Catatan Admin :
- Baru di LNindo? masalah bahasa? jadwal rilis? lihat di halaman FAQ di menu.
- Silahkan laporkan chapter yang eror/kacau di chatbox.
- Bagi yang buka chapter malah balik ke home, coba clear browser data/cache kalian, kalau masih tetep balik sialahkan lapor, thx.
- Solusi biar gak sering down/error+bisa nambah novel > Disini <

The Lazy Swordmaster - Chapter 15

Advertisement

***

Di jalan yang menghubungkan rumah Iphelleta dan desa Iffa, ada hutan.
Jika seseorang bertanya kepada keadaan hutan sekarang ...

'' Eh ... uuuh ... ''

Itu penuh dengan bau darah.
Kolam renang darah yang dibuat oleh tubuh tanpa kepala para pembunuh akan membuat orang berpaling kembali horor.

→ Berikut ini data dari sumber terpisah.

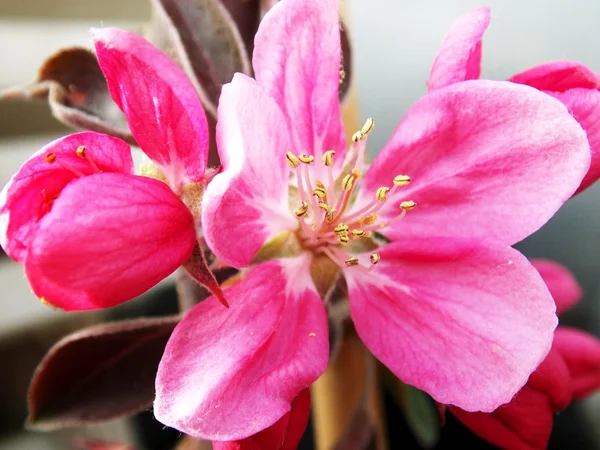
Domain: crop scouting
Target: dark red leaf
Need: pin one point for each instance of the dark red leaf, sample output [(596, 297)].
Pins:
[(98, 373), (74, 86)]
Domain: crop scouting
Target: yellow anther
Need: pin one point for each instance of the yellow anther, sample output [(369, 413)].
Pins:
[(370, 219), (407, 205), (328, 158), (401, 180), (341, 228), (358, 233), (357, 136), (330, 214), (320, 192), (348, 182), (352, 261), (381, 194), (368, 126), (306, 159), (292, 160), (302, 210)]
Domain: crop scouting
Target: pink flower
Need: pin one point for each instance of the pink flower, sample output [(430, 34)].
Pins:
[(285, 434), (570, 371), (578, 87), (90, 233), (439, 297)]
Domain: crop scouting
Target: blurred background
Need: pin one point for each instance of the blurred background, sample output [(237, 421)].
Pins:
[(394, 45)]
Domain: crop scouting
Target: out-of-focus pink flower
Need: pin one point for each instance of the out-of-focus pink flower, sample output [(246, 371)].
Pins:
[(570, 371), (440, 297), (90, 233), (578, 87), (285, 434)]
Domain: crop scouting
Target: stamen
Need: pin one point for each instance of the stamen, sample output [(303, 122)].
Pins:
[(306, 159), (365, 130), (341, 228), (292, 160), (85, 155), (330, 215), (302, 210), (408, 205), (381, 194), (328, 158), (401, 180), (348, 182), (352, 261), (320, 192)]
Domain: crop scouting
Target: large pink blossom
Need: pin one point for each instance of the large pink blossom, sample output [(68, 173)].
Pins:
[(420, 241), (574, 84), (570, 371), (91, 233)]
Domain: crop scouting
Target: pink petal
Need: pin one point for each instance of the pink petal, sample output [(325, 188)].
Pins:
[(552, 378), (161, 105), (109, 238), (484, 157), (584, 104), (30, 192), (523, 424), (581, 352), (459, 57), (297, 57), (561, 283), (285, 434), (230, 373), (559, 76), (247, 204), (466, 322)]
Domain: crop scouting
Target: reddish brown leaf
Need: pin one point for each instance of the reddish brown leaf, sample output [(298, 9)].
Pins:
[(101, 445), (246, 15), (98, 373), (72, 83), (205, 41), (346, 69)]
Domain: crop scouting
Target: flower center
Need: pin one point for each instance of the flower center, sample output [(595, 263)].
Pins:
[(327, 222)]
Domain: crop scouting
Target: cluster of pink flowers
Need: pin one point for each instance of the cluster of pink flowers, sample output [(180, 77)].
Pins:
[(421, 238)]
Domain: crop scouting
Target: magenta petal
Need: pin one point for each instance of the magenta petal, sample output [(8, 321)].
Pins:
[(459, 57), (484, 157), (247, 204), (108, 238), (230, 373), (559, 76), (466, 322), (285, 434), (581, 352), (584, 104), (561, 283), (31, 191), (161, 105), (297, 60)]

'Apakah aku bermimpi sekarang?'

Anak laki-laki yang sedang berjalan ke arahnya sambil mengayunkan pisau di udara ...
Itu adalah pemandangan yang membuat Tes yakin bahwa/itu dia sedang bermimpi.
Itu Riley.
Malas, anak malas ia pernah memiliki kepentingan dalam sebagai master dari guild perdagangan sekarang merayap mendekati setelah membunuh pembunuh yang tak terhitung jumlahnya seperti setan.

'' Sekarang dua. ''

Riley bergumam.
Ia berbicara kepada mereka mereka berikutnya.
Tes dan Lady Orelly adalah yang terakhir meninggalkan.

'' ...! ''

mata

Tes 'mulai berguling-guling sambil kembali Kesadaran nya.
Sama seperti Riley telah menyatakan, tidak ada apapun pembunuh meninggalkan sekitar mereka.

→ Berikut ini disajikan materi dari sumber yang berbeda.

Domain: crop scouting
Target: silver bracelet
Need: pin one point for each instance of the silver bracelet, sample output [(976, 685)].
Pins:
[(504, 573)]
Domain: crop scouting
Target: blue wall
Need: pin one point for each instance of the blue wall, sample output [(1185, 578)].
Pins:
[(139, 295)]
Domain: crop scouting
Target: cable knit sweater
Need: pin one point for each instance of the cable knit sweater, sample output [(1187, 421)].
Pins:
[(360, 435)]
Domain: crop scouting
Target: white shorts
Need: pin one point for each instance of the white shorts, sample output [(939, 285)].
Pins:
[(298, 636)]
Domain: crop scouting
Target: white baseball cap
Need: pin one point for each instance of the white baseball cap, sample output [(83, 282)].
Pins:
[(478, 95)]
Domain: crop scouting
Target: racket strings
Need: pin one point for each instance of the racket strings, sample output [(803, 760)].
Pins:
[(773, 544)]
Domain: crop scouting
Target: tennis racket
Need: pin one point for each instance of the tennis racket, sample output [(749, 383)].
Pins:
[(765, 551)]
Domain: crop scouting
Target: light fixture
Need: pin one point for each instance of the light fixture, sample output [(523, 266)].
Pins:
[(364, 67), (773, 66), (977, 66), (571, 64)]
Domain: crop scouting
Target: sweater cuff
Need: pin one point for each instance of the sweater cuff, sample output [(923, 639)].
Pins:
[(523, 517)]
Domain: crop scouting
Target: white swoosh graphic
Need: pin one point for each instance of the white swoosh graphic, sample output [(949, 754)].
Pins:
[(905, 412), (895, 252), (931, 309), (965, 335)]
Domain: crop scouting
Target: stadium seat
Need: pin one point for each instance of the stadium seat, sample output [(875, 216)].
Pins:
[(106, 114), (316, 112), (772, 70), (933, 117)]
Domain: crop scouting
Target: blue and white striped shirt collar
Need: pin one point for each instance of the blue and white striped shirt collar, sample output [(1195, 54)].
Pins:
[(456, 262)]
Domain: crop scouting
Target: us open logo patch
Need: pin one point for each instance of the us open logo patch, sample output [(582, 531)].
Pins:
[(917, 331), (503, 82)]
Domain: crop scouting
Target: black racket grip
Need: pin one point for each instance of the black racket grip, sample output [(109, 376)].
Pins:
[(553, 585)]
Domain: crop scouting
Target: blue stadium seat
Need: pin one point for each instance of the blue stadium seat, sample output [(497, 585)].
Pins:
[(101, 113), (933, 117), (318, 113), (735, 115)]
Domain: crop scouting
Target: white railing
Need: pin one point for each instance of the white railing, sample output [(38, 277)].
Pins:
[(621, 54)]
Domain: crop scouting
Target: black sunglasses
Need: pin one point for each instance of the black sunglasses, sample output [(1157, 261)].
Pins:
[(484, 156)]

'Saya tidak bisa mati seperti ini.'

Tampaknya Riley tidak pernah memiliki niat untuk membiarkan saksi hidup.
Itulah yang Tes percaya.
Bahkan sebagai seorang pembunuh, tetapi sebagai pedagang, ia harus mampu untuk mengetahui bahwa/itu banyak keluar.
Dia juga menyadari bahwa/itu dia perlu untuk meletakkan segala yang ia miliki di telepon untuk bisa keluar hidup-hidup.
Jika ia tidak bisa, maka setidaknya putrinya ...

'' R -... ''

Apakah para dewa mengirim dia membantu?
bibir Tes perlahan mulai menunjukkan pergerakan.
Dia mulai gagap pada kata-katanya.

'' Guru Riley. ''

Riley yang berdiri di depan mereka dengan pedangnya mengangkat tinggi berhenti di suara Tes ini.

'' P, silakan. ''

mata

Riley menyipit.
Tes menelan keras di tatapannya.
Dia telah melihat banyak orang sebagai master dari guild perdagangan, tetapi ia tidak dapat membaca pikiran anak di depannya.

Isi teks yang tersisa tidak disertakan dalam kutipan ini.